Oscar sighed. “Clare, I don’t think anybody really holds it against you that you’re a white Anglo-Saxon.”

“No, life is hard in a racial minority. It just is. I mean, you of all people ought to have some feeling for what that really means. I know you can’t help the way you were born, but still … I mean, that’s one of the real reasons I want to do this Dutch assignment. There’s been so much white flight from America back into Europe.… My people are there, you know? My roots are there. I think it might help me, somehow.”
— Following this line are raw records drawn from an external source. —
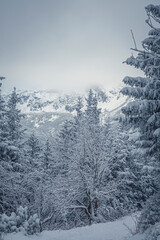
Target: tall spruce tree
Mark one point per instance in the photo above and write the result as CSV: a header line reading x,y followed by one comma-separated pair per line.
x,y
144,111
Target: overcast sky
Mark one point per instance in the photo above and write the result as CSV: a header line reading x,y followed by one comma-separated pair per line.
x,y
68,44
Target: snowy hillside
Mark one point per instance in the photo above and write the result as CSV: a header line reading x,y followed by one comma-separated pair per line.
x,y
117,230
45,111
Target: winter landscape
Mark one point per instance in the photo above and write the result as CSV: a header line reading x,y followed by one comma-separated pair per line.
x,y
79,159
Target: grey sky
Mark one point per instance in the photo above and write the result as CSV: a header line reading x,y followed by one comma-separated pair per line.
x,y
50,44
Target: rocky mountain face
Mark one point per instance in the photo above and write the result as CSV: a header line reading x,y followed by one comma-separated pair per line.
x,y
45,111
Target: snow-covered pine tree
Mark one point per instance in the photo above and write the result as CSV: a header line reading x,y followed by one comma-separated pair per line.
x,y
144,111
12,166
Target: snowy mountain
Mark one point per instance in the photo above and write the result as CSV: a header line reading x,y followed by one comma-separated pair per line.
x,y
45,111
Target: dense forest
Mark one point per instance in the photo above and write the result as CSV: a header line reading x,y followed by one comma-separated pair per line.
x,y
90,172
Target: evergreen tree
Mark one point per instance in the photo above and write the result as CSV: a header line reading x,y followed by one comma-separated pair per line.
x,y
144,111
11,166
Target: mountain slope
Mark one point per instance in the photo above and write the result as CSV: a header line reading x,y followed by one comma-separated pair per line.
x,y
45,111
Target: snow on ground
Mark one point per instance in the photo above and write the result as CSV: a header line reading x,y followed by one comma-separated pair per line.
x,y
103,231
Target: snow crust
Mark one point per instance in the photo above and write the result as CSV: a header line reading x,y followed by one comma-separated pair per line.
x,y
104,231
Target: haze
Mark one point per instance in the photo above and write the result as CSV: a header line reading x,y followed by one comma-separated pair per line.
x,y
68,44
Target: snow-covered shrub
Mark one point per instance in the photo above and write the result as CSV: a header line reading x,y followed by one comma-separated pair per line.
x,y
153,233
19,222
151,213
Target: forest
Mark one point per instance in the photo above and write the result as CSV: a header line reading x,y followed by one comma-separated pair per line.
x,y
90,171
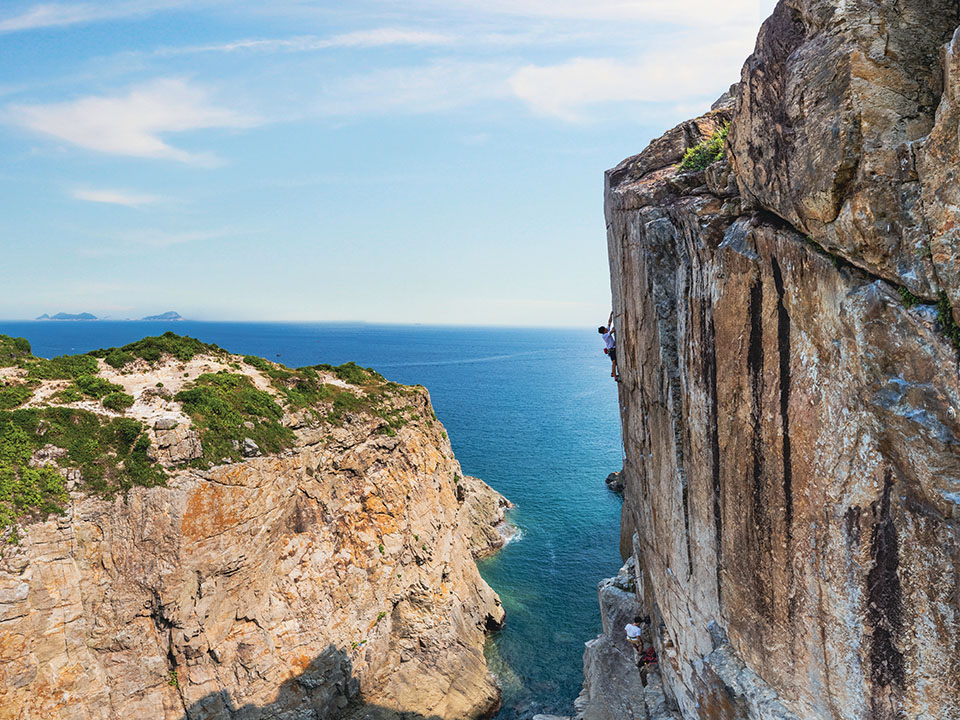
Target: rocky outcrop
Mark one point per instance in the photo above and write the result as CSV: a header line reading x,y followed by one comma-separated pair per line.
x,y
613,686
334,579
789,387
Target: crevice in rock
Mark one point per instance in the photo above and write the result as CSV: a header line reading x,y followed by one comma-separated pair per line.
x,y
885,610
783,345
710,382
760,527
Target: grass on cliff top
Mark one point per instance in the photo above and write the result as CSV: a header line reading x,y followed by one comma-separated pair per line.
x,y
152,349
111,455
303,388
15,394
220,403
707,152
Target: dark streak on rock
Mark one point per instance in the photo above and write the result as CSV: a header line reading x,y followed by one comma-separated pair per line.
x,y
851,523
783,344
686,527
761,524
710,373
885,611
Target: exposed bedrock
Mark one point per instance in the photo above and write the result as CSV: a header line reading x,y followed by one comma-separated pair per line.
x,y
792,473
333,580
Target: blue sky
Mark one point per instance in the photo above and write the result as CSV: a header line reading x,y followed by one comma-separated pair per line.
x,y
435,161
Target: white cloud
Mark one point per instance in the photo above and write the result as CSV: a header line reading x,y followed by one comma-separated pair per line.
x,y
692,12
437,87
131,124
162,238
361,39
568,89
115,197
48,15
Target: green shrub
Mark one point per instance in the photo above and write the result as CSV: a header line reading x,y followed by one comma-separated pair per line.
x,y
219,404
110,454
258,363
13,351
117,358
12,396
90,386
351,373
117,401
182,347
62,367
707,152
909,299
945,317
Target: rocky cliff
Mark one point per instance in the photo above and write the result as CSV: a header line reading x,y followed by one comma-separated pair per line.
x,y
789,360
235,539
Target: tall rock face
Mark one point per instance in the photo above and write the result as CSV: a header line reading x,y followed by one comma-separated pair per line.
x,y
790,390
333,579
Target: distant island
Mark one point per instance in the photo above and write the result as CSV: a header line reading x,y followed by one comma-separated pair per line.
x,y
169,315
68,316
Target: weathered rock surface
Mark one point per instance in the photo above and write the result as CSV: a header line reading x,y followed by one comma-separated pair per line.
x,y
830,120
335,579
792,473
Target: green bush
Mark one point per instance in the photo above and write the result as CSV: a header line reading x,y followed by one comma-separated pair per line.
x,y
258,363
12,396
182,347
110,454
945,317
351,373
909,299
117,358
62,367
90,386
707,152
219,404
117,401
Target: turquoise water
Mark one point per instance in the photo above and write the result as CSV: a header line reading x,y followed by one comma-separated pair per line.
x,y
532,412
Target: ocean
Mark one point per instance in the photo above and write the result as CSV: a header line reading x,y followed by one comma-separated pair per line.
x,y
533,412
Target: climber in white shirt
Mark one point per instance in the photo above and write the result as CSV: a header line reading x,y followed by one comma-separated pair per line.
x,y
610,343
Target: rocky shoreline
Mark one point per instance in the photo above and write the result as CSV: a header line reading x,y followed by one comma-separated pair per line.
x,y
334,578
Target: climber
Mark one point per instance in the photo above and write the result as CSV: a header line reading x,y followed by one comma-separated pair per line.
x,y
635,634
610,348
647,658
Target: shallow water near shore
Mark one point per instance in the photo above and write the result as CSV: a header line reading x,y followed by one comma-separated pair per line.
x,y
532,412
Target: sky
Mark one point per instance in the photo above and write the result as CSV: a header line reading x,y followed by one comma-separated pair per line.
x,y
396,161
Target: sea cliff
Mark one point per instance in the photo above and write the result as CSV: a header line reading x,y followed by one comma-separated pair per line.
x,y
788,350
242,540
Oscar was finding it hard to breathe.

“I feel bad about this, sweetheart, like I’ve really let you down.”

“No, this is better,” Oscar said. “It hurts a lot, but it hurts less than dragging it on and keeping up a false pretense. Let’s part as friends.”

“I might be back, you know. You don’t have to be all hasty like that. You don’t have to turn on a dime. Because it’s just me, your pal Clare, you know? It’s not like an executive decision.”

“Let’s have a clean break,” he said firmly. “It’s best for us. For both of us.”

“All right. If you’re sure, then I guess I understand. Good-bye, Oscar.”

“It’s over, Clare. Good-bye.” He hung up. Then he threw the phone into the trees.

“Nothing works,” he told the red dirt and gray sky. “I can’t ever make anything work!”

3

Oscar peeled a strip of tape from a yellow spool and wrapped the tape around a cinder block. He swept a hand-scanner over the block, activating the tape. It was close to one in the morning. The wind out of the tall black pines was damp and nasty, but he was working hard and the weather felt bleakly appropriate.

“I’m a cornerstone,” the cinder block announced.

“Good for you,” Oscar grunted.

“I’m a cornerstone. Carry me five steps to your left.”

Oscar ignored this demand, and swiftly taped six more blocks. He whipped the scanner across each of them, then pulled the last block aside to get at the next level in the stack.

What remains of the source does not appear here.